Did you know that you do not need to use Virtual WAN to implement an SD-WAN with Azure? In fact, contrary to the recommendations from Microsoft, Virtual WAN might be the worst way to add Azure networks to an SD-WAN.
My History With Virtual WAN
You might think that the introduction of this post paints me as a complete hater who has never given Virtual WAN a chance. I have. In fact, I can point out features that some of my 1:1 feedback calls probably contributed to. I’ve implemented Virtual WAN with customers.

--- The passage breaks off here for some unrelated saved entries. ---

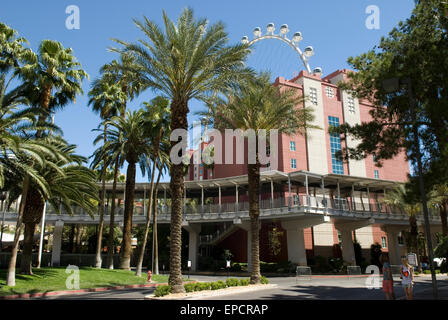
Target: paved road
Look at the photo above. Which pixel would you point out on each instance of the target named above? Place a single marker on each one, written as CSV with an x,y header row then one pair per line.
x,y
288,288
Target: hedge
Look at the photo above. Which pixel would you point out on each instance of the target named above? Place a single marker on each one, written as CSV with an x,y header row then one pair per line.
x,y
200,286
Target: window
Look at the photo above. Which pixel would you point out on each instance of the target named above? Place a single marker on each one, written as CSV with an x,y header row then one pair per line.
x,y
329,92
313,95
351,104
335,147
295,200
293,163
292,146
383,242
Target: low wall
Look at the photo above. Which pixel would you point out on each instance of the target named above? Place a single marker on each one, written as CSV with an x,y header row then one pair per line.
x,y
77,259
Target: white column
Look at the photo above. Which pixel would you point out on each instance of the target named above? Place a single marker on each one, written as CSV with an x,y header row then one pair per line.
x,y
144,200
57,241
193,244
323,193
393,246
289,191
164,201
42,235
348,250
296,242
236,198
353,197
368,198
307,191
219,197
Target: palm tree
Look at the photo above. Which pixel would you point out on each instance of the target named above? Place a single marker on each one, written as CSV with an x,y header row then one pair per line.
x,y
68,183
258,105
401,198
129,140
106,98
158,120
55,75
54,78
438,197
125,74
189,60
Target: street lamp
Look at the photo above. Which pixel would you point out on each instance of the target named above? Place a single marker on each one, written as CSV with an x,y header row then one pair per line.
x,y
270,28
297,37
3,196
390,86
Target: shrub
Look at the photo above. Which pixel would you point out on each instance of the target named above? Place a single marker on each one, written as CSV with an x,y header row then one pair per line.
x,y
190,287
162,290
444,267
218,285
232,282
204,286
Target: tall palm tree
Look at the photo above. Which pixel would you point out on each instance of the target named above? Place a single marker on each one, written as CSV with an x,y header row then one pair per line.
x,y
188,60
54,78
68,183
401,198
258,105
125,74
106,98
55,74
439,197
158,120
127,139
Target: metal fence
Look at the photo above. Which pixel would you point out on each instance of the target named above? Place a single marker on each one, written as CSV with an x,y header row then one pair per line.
x,y
303,273
353,270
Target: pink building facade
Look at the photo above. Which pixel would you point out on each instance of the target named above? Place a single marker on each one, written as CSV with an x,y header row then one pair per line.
x,y
352,184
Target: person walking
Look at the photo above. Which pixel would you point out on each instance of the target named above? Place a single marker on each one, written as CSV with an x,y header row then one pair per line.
x,y
407,277
388,281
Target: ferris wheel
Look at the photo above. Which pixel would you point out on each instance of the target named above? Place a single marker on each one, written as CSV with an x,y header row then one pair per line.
x,y
304,55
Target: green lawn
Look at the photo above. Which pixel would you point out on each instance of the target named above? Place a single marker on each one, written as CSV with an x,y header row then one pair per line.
x,y
53,279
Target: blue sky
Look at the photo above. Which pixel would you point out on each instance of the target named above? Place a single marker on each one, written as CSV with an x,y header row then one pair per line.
x,y
336,30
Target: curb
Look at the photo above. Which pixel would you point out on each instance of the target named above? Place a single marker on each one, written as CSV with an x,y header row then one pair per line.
x,y
213,293
65,292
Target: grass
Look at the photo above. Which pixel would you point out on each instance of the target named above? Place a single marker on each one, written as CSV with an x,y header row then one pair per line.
x,y
53,279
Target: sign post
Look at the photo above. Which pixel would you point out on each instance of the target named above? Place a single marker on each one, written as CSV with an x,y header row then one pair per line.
x,y
412,259
189,266
228,267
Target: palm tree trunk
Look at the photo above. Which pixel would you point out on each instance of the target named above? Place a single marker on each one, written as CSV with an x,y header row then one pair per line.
x,y
11,279
253,176
110,241
413,235
125,253
155,242
443,218
179,111
99,241
148,219
32,215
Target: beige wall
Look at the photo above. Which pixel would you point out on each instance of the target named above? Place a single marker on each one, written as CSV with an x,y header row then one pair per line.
x,y
323,234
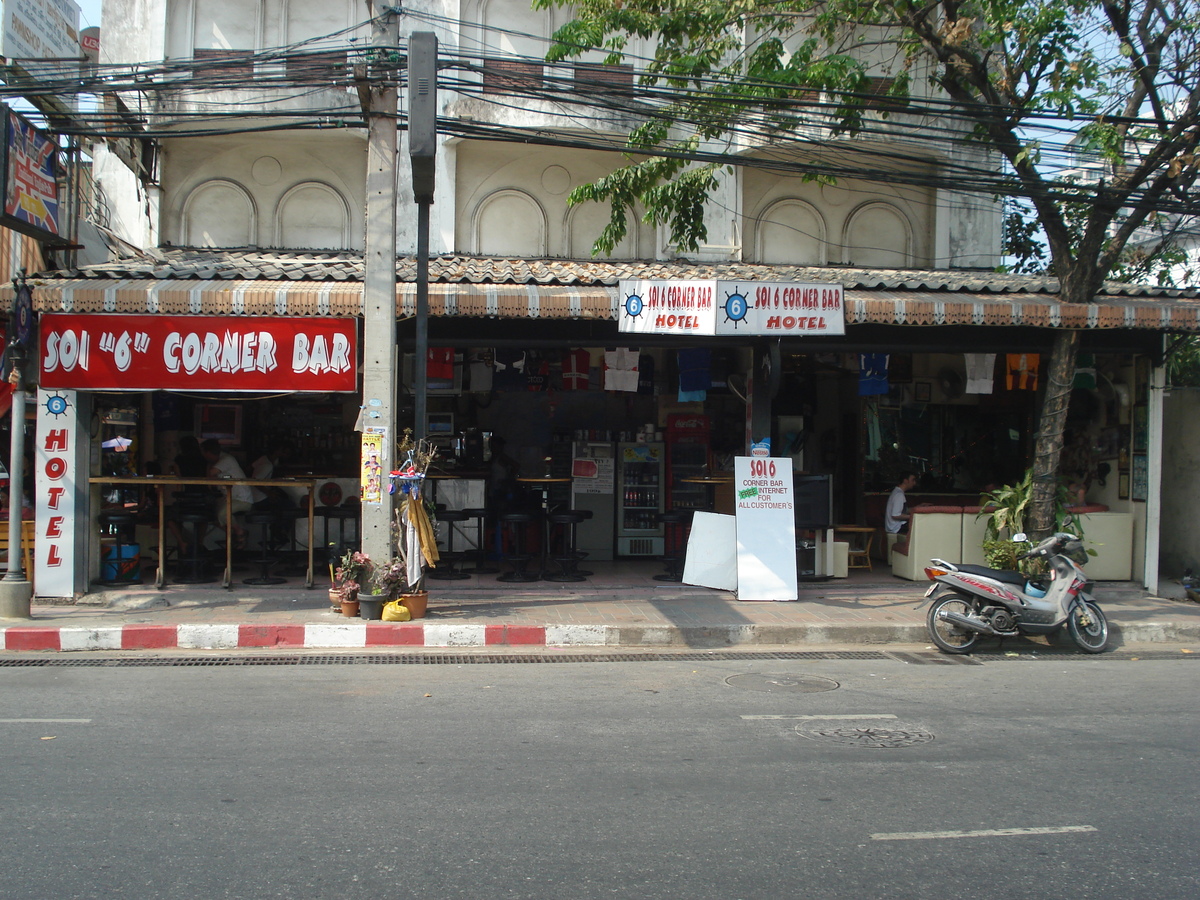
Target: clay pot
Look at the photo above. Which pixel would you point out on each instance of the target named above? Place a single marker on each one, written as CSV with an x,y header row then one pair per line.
x,y
415,603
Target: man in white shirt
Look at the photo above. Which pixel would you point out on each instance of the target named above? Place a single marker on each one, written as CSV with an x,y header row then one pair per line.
x,y
222,465
895,519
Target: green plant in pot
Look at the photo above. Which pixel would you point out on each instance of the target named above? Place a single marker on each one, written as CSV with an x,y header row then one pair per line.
x,y
1005,510
353,568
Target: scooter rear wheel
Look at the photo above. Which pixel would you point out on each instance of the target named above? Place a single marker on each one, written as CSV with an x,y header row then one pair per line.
x,y
1089,628
948,636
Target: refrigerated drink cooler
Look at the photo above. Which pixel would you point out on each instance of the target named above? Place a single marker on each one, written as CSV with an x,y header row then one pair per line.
x,y
640,486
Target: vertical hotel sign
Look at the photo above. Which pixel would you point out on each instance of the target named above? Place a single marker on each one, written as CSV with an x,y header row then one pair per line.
x,y
774,309
54,461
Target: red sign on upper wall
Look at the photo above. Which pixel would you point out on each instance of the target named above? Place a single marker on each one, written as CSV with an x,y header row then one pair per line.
x,y
211,353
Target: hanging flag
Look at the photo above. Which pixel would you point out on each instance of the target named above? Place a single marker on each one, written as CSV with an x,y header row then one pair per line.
x,y
981,367
873,373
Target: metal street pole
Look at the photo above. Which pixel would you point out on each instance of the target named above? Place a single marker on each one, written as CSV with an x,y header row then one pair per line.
x,y
423,148
379,271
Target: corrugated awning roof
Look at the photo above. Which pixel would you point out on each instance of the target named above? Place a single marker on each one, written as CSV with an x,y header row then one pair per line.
x,y
282,283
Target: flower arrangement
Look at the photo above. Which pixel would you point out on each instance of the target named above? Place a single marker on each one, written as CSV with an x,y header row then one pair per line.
x,y
352,570
390,580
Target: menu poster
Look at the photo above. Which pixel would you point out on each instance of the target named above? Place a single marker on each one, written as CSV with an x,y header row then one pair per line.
x,y
373,442
766,517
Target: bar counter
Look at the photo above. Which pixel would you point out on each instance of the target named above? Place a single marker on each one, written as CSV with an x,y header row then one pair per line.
x,y
227,485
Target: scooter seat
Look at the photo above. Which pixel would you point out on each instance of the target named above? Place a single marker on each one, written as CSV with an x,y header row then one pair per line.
x,y
1002,575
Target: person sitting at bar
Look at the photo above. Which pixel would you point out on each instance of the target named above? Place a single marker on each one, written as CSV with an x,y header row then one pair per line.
x,y
222,465
269,498
895,516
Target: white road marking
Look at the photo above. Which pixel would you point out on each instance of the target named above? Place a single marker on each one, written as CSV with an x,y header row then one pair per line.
x,y
813,718
983,833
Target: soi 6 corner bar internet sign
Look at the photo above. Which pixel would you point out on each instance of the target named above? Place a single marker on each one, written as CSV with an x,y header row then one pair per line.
x,y
780,309
216,353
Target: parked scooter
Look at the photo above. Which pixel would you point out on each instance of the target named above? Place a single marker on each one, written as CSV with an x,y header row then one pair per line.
x,y
972,601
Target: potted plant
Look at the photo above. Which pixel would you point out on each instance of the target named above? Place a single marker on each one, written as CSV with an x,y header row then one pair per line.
x,y
347,577
1006,509
390,582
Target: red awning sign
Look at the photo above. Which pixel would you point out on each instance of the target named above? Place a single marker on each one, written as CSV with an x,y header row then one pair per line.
x,y
214,353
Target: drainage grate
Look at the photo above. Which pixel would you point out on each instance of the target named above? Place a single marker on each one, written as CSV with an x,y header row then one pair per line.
x,y
783,683
430,659
461,659
934,659
870,738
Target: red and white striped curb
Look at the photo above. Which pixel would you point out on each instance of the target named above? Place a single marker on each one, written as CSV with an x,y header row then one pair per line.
x,y
348,635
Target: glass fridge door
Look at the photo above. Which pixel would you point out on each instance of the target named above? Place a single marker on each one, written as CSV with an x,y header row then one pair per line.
x,y
640,499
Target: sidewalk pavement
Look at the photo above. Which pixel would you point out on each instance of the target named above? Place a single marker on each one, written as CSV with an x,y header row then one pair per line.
x,y
628,612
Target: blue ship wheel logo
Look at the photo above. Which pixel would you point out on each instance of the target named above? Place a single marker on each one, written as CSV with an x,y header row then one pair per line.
x,y
57,405
736,307
634,306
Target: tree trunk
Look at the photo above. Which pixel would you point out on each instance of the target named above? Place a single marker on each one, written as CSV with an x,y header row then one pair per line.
x,y
1060,376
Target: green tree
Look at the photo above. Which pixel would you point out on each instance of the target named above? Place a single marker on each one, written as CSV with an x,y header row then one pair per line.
x,y
1122,77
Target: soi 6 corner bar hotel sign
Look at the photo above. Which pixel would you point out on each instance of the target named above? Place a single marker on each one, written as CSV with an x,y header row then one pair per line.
x,y
780,309
221,353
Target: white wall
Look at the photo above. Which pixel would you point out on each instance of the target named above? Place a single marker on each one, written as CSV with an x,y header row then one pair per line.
x,y
1180,538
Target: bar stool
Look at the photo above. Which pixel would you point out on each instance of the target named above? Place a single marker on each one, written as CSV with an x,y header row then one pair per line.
x,y
585,514
118,565
480,553
193,568
264,521
563,551
451,558
516,525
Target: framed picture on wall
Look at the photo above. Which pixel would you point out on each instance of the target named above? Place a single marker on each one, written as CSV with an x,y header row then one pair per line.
x,y
221,421
1140,429
1139,481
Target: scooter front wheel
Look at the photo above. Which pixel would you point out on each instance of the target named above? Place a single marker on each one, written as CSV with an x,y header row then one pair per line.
x,y
1087,628
948,636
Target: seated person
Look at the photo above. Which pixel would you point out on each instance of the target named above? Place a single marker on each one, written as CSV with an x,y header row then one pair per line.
x,y
895,516
222,465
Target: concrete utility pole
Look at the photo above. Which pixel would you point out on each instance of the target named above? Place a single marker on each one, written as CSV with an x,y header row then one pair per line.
x,y
16,589
423,149
379,271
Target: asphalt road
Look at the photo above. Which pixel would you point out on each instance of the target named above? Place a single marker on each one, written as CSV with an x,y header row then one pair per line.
x,y
846,778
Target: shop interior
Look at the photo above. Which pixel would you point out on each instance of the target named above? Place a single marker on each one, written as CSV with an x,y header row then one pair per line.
x,y
923,419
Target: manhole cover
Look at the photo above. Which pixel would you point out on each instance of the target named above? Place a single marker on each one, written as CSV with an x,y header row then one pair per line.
x,y
871,738
783,683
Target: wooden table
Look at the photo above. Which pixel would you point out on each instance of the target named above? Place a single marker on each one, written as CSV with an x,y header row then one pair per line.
x,y
859,539
545,483
227,485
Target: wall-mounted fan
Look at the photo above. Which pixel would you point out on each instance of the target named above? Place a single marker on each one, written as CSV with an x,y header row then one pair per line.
x,y
951,383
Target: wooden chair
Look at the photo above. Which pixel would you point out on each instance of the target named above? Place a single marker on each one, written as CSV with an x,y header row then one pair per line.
x,y
27,545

However, I’ve seen the problems. I’ve seen that the hype doesn’t always work. I’ve personally experienced the lack of troubleshooting capabilities that depended on my deep understanding of the hidden networking. I’ve seen colleagues struggle with the complexity. I’ve seen how some customers’ routing requirements cannot be met with Virtual WAN. And many architectural features that some organisations require cannot be deployed with Virtual WAN.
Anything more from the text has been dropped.